While disputes between the executive branch (the Executive) and legislative branch (Congress) are not new, what is new is Congress enlisting the judiciary to decide these questions. The Executive’s fight to prevent the president’s closest advisers from testifying before Congress has a long history. Before McGahn, there was one court that had analyzed this exact issue.

In 2006, DOJ requested and received the resignation of several U.S. Attorneys. Because of the political nature of the resignations, the Committee, controlled by Democrats, commenced an investigation. It asked to speak with former White House Counsel Harriet Miers. Instead, the Bush Administration provided the testimony of several high-ranking DOJ officials along with many documents. When negotiations fell through, the Committee voted to subpoena Miers. In response, President Bush asserted executive privilege over the substance of Miers’ testimony and invoked testimonial immunity to prevent Miers from testifying. OLC issued an opinion outlining the reasons why Miers was immunized from the subpoena.

After Miers failed to appear before a subcommittee, the Committee voted to reject Miers’ privilege and immunity claims. Later, the full House voted to hold her in contempt and authorized the Committee chairman to bring a lawsuit to enforce the subpoena. In Committee on the Judiciary v. Miers (D.D.C. 2007) the district court held the subpoena was enforceable, and Miers had to comply and could invoke executive privilege in response to the Committee’s questions. In response, DOJ appealed to the D.C. Circuit that stayed (stopped) enforcement of the subpoena. The court’s main reason was that the case was an issue of great significance that the Supreme Court might want to hear, but that could only happen after the current House session had ended because of the upcoming election, less than a month away. The court thought it was unfair to have an expedited briefing, argument, and issue a decision that did not allow the parties a chance to appeal.

Before McGahn, the Miers court was the only court in the history of the country to hold a Congressional subpoena of a close adviser to the president enforceable–until the Committee subpoenaed former White House Counsel Don McGahn. After the Mueller Report was released, there were several months of negotiations between Chairman Jerry Nadler, McGahn, and the White House. After the Committee subpoenaed McGahn, the White House instructed him not to produce any documents and instructed him not to show up for the hearing–invoking principles of testimonial immunity that hold Congress cannot constitutionally compel the president’s closest advisers to testify about their official duties.
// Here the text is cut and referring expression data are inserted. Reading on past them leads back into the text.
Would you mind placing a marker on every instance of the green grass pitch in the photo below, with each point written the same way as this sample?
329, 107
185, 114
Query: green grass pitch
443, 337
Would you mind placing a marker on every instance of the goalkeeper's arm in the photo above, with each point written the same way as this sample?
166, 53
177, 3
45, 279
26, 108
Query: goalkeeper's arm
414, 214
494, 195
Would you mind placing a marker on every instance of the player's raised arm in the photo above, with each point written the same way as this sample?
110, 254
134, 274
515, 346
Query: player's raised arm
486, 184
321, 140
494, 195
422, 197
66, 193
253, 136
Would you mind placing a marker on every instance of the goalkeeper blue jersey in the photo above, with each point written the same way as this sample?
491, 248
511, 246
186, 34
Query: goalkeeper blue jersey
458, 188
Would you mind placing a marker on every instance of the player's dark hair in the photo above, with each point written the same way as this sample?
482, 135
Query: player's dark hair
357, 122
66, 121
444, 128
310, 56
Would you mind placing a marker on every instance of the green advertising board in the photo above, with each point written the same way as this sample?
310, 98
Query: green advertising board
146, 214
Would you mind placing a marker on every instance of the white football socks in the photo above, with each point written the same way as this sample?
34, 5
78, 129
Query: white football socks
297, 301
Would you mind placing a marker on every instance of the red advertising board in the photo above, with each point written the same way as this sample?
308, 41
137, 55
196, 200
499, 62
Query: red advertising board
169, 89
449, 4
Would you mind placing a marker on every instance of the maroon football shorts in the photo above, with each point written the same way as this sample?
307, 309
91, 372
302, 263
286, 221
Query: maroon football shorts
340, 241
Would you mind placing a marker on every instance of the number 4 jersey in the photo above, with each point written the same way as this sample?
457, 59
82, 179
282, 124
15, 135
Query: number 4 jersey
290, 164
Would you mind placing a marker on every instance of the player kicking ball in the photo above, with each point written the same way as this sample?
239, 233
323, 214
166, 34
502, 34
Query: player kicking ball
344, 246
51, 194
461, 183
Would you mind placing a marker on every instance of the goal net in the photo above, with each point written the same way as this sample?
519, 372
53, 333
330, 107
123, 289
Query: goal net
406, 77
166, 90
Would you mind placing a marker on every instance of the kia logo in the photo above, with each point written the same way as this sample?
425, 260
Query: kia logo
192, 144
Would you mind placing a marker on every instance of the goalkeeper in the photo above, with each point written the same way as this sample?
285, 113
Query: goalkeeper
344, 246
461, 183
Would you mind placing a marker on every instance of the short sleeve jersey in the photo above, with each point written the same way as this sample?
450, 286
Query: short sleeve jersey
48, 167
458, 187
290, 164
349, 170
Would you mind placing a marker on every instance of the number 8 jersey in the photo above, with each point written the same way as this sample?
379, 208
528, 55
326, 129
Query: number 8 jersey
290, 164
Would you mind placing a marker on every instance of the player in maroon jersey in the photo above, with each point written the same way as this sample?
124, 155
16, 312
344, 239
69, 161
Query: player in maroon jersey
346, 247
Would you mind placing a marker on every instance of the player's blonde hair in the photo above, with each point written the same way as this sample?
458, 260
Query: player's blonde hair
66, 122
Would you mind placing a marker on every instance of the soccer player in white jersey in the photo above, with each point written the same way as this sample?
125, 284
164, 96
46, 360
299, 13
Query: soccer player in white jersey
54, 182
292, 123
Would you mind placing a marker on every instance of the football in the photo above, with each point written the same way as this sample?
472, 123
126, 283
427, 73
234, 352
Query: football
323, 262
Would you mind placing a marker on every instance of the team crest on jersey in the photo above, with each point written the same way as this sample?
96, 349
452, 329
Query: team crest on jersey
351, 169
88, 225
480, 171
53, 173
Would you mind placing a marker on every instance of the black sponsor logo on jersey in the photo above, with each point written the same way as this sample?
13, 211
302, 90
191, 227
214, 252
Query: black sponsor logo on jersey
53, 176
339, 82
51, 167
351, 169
After McGahn did not show up for the hearing (did not comply with the subpoena), the White House and the Committee had serious negotiations that went on for weeks about limiting the scope of McGahn’s testimony. While there was an agreement reached over documents McGahn would produce, there was no agreement over McGahn’s testimony. As a result, the Committee sued to enforce its subpoena.

The Position of the Office of Legal Counsel

Within DOJ is the OLC whose primary responsibility is to provide legal advice for the Executive. Since the 1940’s, administrations of both parties have recognized that close advisers to the president are immune (do not need to show up) from congressional testimony on matters related to their official duties. This doctrine is known as testimonial immunity. OLC embraced this in a 1971 memorandum from then-OLC head William Rehnquist when he noted, “[t]he President and his immediate advisers—that is, those who customarily meet with the President on a regular or frequent basis— should be deemed absolutely immune from testimonial compulsion by a congressional committee. They not only may not be examined with respect to their official duties, but they may not even be compelled to appear before a congressional committee.”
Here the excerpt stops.